Checksum Scrubbing
Introduction
The checksum scrubber is a background task that scans the Version Object Store (VOS) trees to verify data integrity with the checksums that are stored on a DAOS Server. Corrective actions can be taken when corruption is detected.
The data that is scrubbed is the user data (created with daos_obj_update), not the metadata, though the metadata (VOS Trees) is used to for scanning/iterating the user data.
Design Overview
Background task
Per Pool Target ULT that will iterate containers. If checksums and scrubber is enabled then iterate the object tree. If a record value (SV or array) is not marked corrupted then scan.
Fetch the data
Calculate checksum for data
Compare calculated checksum with stored checksum. If they don’t match, silent data corruption has been detected
Silent Data Corruption
When silent data corruption has been detected the following actions will be taken:
Mark the record as corrupt
Raise an event using the DAOS RAS Notification system
Increment checksum error counters
If a configurable threshold of corruption has been reached, initiate a rebuild/drain operation
User Interface
Interactive Mode (nice to have)
A dmg command to start scrubbing from a script (would only run once, then quit)
Checksum Scrubbing Properties
These properties will be settable at a DAOS system level (control plane still needs this ability), or individual pool level. If set at both, the pool configuration overrides the system configuration. When updated, they should be active right away and not wait for a full scrub to be processed. For example if the mode changes to be more aggressive, then it should become more aggressive (based on the mode configuration) right away, not in the next scan.
Pool Scrubber Mode (scrub) - How the scrubber will run for each pool target. The container configuration can disable scrubbing for the container, but it cannot alter the mode.
Lazy - Only run when system is idle (no IO activities and no space pressure)
Timed - Run at regular intervals, regardless of IO activities, however, not to exceed Max Impact
Pool Scrubber Frequency (scrub-freq) - How frequently checksums should be scrubber. Checksums should not be scrubbed more frequently than this property, however, depending on the Scrubber Mode, they may be scrubbed less frequently. It is stored internally as number of seconds, but dmg should be more user friendly by accepting minutes, hours, days, weeks.
Pool Scrubber Max CPU Impact (scrub-max) - (Not implemented) Percentage of CPU used by the server scheduler to run the scrubber if there are other IO activities.
Scrubbing Threshold (scrub-thresh) - Number of checksum errors when the pool target is evicted. A value of 0 disables auto eviction
The command to create a pool with scrubbing enabled might look like this:
dmg pool create --scm-size 1G --properties=scrub:lazy,scrub-freq:1w
# or
dmg pool create --scm-size 1G aPool
dmg pool set-prop aPool --properties=scrub:3,scrub-freq:1w
Container Properties (-> doc/user/container.md)
Container Disable Scrubbing - If scrubbing is enabled for a pool, a container can disable it for itself.

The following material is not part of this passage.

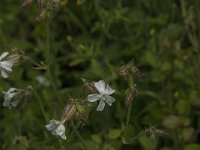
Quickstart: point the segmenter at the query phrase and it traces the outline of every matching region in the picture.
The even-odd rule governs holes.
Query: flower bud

Pool Query (Not Implemented)
Include scrubber info on a pool query. (DAOS-7680)
Number of checksums scrubber / estimated remaining
Last full pool scan completed (max of pool target completion)
Telemetry
The following telemetry metrics are gathered and can be reported for better understanding of how the scrubber is running. They will be gathered at both the pool and container level, with the exception of the Scrubber ULT Start.
Schedule
Scrubber ULT Start - datetime the scrubber service started
Scrubber Current Start - datetime the current scrubbing job started
Scrubber Last Completion - datetime of when the last scrubbing job completed
Last Duration - how long the last scrubber took to run to completion.
Checksum Calculated Counts
Total Checksum Count - Total number of checksums calculated over the life of the scrubber.

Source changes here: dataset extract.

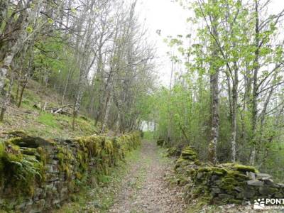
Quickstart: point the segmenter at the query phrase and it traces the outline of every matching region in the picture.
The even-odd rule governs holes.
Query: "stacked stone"
[[[244,204],[258,198],[284,197],[284,185],[274,183],[270,175],[253,167],[213,165],[200,163],[194,149],[187,147],[176,162],[179,182],[187,187],[187,199],[204,196],[214,204]]]
[[[60,207],[70,198],[71,193],[79,190],[77,183],[82,181],[83,177],[88,178],[89,171],[102,172],[102,167],[99,166],[98,161],[102,160],[97,159],[100,155],[92,153],[84,146],[86,144],[81,141],[92,145],[97,139],[102,141],[97,146],[103,146],[101,147],[102,149],[106,149],[104,147],[107,146],[105,141],[108,140],[110,143],[108,148],[113,148],[114,146],[116,148],[115,151],[105,151],[109,159],[106,166],[111,166],[119,160],[116,158],[124,157],[125,151],[120,150],[124,146],[116,146],[115,141],[119,140],[122,145],[127,147],[129,151],[140,143],[139,135],[139,133],[133,133],[113,138],[94,136],[82,139],[55,139],[49,141],[38,137],[31,137],[21,131],[11,133],[11,138],[6,143],[0,142],[0,173],[2,172],[1,170],[9,169],[9,160],[16,160],[17,157],[21,156],[21,158],[18,158],[19,165],[22,159],[28,160],[31,165],[40,165],[41,177],[34,177],[30,185],[23,186],[31,188],[28,192],[26,192],[26,188],[18,188],[18,185],[20,183],[17,182],[15,178],[16,175],[23,174],[14,174],[15,178],[11,184],[6,180],[7,177],[5,177],[4,173],[1,173],[0,209],[30,213],[42,212],[43,210]],[[94,145],[93,147],[95,147]],[[11,159],[7,158],[7,156]],[[113,162],[111,162],[111,160]]]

Last Checksum Count - number of checksums calculated during last scrubber job
Current Checksum Count - number of checksums calculated so far for the current scrubber job
Silent Data Corruption Counts
Total Silent Data Corruption - Total number of silent data corruption found while scrubbing object values.
Current Silent Data Corruption - number of silent data corruption found so far for the current scrubber job
Design Details & Implementation
Pool ULT
The code for the pool ULT is found in srv_pool_scrub.c
. It can be a bit difficult to follow because there are several layers of callback functions due to the nature of how ULTs and the vos_iterator work, but the file is organized such that functions typically call the function above it (either directly or indirectly as a callback). For example (~> is an indirect call, -> is a direct call):
ds_start_scrubbing_ult ~> scrubbing_ult -> scrub_pool ~> cont_iter_scrub_cb ->
scrub_cont ~> obj_iter_scrub_cb ...